By the way, you can shorten and speed up your rules by using the [NC] (no-case) flag to make your pattern comparisons case-insensitive. For example, your last rule above:


RewriteRule ^([0-9a-z_-]+)/([0-9a-z_-]+)/([0-9a-z_-]+)/([0-9a-z_-]+)/?$ /$1.php?main=$2&sub=$3&page=$4 [[b]NC[/b],L]

Jim

JPigford

7:47 pm on Nov 6, 2007 (gmt 0)

10+ Year Member



Eh, I thought I told you want the URL looks like.
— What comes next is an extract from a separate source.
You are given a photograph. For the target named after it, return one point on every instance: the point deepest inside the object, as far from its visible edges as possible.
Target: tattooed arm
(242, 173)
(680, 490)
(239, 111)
http:/example.com/category/action goes to:
http://example.com/category.php?main=action

And then I'd like for
http://example.com/community/forum/22
to go to:
http://example.com/community/forum.php?main=22

Right now I am duplicating that rewrite code and just putting it in the physical "/community/" directory I have.

Maybe I'm just not understanding what you're asking for.

jdMorgan

8:21 pm on Nov 6, 2007 (gmt 0)

WebmasterWorld Senior Member 10+ Year Member



You gave the filepath, not the URL.

The problem here is that there is no way to differentiate between a subdirectory --such as "community"-- and a variable that you want to pass to your script. In other words, there is no programmatic way to tell whether
http://example.com/community/forum/22
should be rewritten to
/community/forum.php?main=22
or instead to
/community.php?main=forum&sub=22

There is no way, based on URL-characterstics alone, to tell a subdirectory-path from what you're calling a 'category'.

Therefore, a solution will require you to re-design your URLs to make this distinction explicit, so that it can be 'detected' by mod-rewrite without requiring you to have separate rules for each category (effectively, a list of all valid category names, so as to distinguish them from subdirectories).

One way to do it would be to use a different separator, such a s a hyphen, for all parameters to be passed to the script, thus leaving the slashes to indicate only directory structure, e.g. http://example.com/community/forum-22

Another way to do it would be to check each slash-separated segment of the URL-path to see if it exists as a subdirectory, and then take the remaining segments as parameters to be passed to your script. This would be very expensive in terms of mod_rewrite overhead (code size and complexity) and CPU utilization (doing multiple 'directory-exists' checks on each and every HTTP request). If you plan to have a very busy/successful site, this is a bad solution.